Una línea que ciertos políticos trazaron a mediados del siglo XIX, después de una guerra que la convirtió en cicatriz y que, como la escritura, resulta un signo tan convencional, tan preciso y legible que ni se necesita saber inglés o español, matemáticas o geografía, historia o sociología para entenderlo.
La frontera es una línea sinuosa, sí, pero también, en palabras e imágenes de Pablo López Luz, es una herida sin cicatrizar, una abertura que no termina de sangrar: terregosa, mojada, montañosa, desértica, urbana, verde, ocre y gris. La marca que nos quedó tras perder una guerra ya casi olvidada, pero que no obstante amputó a nuestra nación la mitad de su territorio y trajo el norte un poco más cerca de las zonas pobladas de México.

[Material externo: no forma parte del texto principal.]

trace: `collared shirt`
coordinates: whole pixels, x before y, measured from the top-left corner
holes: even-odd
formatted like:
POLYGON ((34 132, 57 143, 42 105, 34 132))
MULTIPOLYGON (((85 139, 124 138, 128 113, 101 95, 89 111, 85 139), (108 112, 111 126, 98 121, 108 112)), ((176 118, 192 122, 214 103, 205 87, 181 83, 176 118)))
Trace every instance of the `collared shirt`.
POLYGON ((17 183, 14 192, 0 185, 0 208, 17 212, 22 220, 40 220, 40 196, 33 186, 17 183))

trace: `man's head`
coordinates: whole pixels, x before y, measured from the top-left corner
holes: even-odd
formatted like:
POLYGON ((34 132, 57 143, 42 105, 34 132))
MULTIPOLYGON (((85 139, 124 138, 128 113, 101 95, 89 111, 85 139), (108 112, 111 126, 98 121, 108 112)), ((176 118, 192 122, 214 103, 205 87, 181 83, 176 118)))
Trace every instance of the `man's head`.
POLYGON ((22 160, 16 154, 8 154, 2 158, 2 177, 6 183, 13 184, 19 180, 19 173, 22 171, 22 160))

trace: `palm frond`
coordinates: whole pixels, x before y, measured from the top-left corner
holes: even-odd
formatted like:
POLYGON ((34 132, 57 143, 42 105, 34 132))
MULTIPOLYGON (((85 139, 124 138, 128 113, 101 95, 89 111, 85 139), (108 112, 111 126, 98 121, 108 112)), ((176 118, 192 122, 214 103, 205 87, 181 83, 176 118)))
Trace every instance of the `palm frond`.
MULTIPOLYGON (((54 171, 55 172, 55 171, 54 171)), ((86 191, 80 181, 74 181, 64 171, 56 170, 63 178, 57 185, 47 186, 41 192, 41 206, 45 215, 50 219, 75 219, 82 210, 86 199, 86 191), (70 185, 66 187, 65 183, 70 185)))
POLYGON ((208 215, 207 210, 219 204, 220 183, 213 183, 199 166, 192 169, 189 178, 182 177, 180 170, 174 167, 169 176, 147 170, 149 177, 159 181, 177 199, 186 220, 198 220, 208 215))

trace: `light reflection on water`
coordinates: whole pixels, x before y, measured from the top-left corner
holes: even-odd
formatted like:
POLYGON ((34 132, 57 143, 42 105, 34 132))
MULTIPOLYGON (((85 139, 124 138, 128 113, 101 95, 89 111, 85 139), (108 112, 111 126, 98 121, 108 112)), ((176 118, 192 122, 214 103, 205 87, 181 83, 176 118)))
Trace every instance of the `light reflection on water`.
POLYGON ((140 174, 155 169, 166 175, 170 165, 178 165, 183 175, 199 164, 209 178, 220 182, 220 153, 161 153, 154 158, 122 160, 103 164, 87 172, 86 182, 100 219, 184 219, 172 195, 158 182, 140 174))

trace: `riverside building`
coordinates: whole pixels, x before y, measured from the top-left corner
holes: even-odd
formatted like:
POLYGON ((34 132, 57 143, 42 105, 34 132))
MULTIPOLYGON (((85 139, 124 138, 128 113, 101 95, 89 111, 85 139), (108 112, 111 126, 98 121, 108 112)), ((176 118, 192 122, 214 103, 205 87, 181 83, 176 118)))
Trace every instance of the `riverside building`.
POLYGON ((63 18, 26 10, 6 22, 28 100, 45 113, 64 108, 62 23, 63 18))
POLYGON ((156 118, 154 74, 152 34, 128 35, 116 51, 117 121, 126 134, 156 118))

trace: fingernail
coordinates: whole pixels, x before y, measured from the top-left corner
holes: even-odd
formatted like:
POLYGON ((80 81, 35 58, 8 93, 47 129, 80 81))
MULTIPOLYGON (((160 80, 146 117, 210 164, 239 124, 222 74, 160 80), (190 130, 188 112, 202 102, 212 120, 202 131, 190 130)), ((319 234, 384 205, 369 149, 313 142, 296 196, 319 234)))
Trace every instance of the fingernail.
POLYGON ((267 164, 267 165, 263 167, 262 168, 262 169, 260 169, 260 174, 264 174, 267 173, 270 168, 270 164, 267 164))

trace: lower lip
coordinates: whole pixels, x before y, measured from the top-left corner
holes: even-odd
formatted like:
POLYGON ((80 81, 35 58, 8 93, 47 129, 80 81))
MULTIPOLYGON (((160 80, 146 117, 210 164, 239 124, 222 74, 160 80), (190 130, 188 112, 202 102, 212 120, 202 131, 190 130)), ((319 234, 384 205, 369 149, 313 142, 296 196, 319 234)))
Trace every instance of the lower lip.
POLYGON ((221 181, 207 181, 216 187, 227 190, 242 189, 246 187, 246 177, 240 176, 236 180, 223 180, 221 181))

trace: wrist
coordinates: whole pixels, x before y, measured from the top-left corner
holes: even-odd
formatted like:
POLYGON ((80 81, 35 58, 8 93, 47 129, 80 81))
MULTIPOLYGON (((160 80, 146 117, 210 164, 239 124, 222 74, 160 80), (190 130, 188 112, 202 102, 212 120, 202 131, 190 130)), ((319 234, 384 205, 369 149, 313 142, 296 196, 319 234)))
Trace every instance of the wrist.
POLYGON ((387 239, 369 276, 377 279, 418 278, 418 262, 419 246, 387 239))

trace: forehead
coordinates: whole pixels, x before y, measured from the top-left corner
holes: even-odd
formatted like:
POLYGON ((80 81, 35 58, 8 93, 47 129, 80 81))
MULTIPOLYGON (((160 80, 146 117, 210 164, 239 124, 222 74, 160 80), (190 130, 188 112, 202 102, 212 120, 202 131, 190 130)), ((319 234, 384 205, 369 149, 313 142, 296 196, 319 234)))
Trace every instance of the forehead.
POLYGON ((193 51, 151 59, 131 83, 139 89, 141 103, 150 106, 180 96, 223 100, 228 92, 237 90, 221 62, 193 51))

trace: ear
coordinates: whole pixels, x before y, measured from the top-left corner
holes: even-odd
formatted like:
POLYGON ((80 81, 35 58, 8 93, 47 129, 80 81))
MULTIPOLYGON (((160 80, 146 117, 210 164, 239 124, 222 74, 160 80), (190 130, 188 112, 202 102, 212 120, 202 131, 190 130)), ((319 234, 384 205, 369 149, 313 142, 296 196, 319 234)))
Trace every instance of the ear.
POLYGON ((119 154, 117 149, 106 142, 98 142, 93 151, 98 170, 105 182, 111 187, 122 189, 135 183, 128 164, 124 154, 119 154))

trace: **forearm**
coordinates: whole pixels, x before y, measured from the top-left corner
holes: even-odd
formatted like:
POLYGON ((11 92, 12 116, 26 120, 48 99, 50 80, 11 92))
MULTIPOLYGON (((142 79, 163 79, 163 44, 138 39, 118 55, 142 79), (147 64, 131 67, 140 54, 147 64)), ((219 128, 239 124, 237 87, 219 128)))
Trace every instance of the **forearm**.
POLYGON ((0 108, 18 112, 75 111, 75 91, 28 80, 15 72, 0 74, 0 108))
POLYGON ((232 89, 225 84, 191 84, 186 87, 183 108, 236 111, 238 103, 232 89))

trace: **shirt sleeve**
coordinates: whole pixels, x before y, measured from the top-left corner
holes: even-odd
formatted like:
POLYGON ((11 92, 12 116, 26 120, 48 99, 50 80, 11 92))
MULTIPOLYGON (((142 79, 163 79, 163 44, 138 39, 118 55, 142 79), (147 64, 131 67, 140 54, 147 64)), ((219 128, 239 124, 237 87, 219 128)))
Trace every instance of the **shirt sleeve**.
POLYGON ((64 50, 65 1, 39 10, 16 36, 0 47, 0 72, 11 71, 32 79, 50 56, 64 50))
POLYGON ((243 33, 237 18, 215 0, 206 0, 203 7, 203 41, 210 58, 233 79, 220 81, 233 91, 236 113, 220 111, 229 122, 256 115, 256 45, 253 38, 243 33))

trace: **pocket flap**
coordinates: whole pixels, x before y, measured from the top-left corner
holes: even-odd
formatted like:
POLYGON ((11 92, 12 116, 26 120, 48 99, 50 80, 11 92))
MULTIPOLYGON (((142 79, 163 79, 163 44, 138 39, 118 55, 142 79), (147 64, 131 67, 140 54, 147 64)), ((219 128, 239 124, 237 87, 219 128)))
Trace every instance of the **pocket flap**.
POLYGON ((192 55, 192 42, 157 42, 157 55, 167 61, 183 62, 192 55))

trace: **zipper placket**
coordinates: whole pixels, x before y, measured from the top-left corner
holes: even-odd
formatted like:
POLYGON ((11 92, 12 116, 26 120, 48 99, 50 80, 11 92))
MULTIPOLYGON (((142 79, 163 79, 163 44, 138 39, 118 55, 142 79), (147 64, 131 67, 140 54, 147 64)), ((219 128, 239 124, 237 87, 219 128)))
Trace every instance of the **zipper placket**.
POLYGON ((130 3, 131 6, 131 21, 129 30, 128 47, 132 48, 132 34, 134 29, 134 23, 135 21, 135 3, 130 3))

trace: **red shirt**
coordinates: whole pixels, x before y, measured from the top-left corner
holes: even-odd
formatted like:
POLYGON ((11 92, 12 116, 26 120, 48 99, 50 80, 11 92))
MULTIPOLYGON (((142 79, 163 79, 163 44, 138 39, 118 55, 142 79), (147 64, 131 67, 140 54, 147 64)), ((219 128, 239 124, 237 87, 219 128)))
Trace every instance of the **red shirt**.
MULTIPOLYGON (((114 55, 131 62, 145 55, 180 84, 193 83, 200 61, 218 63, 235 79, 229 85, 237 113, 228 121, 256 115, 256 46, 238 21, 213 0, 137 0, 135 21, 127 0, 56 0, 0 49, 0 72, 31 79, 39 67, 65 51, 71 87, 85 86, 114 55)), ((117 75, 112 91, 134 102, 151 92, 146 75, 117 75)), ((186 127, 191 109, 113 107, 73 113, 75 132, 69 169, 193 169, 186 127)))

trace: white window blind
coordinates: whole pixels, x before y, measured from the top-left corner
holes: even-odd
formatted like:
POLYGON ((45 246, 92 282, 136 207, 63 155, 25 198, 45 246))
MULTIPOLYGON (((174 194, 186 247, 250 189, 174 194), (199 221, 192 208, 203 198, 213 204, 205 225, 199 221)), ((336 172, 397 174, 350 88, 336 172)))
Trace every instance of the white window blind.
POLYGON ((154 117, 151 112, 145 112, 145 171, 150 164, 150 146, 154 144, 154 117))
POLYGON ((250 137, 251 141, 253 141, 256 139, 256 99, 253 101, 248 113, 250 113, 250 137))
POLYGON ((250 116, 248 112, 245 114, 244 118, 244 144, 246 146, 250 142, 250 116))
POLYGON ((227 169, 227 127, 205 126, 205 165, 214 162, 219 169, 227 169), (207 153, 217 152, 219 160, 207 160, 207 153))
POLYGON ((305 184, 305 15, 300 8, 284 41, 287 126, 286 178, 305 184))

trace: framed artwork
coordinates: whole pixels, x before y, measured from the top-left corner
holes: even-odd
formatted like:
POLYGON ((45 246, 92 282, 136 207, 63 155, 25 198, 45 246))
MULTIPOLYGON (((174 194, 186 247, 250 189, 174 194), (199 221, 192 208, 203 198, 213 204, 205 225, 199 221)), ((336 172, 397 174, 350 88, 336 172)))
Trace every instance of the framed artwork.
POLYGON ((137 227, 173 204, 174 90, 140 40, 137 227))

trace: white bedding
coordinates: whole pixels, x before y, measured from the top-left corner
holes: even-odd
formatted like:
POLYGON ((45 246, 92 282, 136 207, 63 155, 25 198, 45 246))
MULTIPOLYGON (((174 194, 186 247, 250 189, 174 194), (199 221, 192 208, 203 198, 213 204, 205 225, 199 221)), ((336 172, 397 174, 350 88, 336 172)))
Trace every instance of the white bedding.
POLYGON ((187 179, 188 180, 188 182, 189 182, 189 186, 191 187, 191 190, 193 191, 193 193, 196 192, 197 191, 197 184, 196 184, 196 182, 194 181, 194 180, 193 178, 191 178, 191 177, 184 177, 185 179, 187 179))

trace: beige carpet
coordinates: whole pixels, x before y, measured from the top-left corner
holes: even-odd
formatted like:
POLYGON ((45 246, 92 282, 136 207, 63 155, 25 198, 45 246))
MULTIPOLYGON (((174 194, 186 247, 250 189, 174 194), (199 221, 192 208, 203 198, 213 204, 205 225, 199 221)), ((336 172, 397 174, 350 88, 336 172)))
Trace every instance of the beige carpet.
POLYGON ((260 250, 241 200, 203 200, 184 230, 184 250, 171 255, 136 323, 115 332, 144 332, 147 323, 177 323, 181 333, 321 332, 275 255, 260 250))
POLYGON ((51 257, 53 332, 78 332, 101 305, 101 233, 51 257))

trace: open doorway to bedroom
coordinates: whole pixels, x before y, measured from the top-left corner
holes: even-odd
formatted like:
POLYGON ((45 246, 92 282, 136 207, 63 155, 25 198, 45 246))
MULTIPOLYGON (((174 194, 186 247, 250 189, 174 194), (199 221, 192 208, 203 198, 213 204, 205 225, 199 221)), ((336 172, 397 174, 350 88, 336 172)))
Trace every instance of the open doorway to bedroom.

Incomunicados, sin esperanza de apoyos del gobierno central, sin escuelas, instituciones y casi sin iglesias, adquiriendo los mismos rasgos del paisaje que los rodeaba, los individuos de estas zonas formaron con el paso de los años —entre escasez, peligros y fuerza de voluntad— el peculiar carácter de una región. Un carácter tosco como las cadenas montañosas, parco como la vegetación, transparente como el aire del desierto, pero capaz de levantar tolvaneras ardientes y violentas.
La frontera, el norte, al igual que sus pobladores, tienden al exterior más que al interior. Son abiertos y francos. En esta división política, el imaginario no se satisface con lo fantástico o con lo intimista; es, al contrario, cruel, certero y realista. La peculiaridad de su ambiente natural refleja también una actitud práctica ineludible: la de la supervivencia.
El lugar, el espacio de la frontera, es un signo convencional con lenguaje propio, léxico y modismos que se mimetizan con el paisaje, con sus historias. En estas latitudes no parece ser el hombre quien define el entorno. Es la frontera quien define al hombre.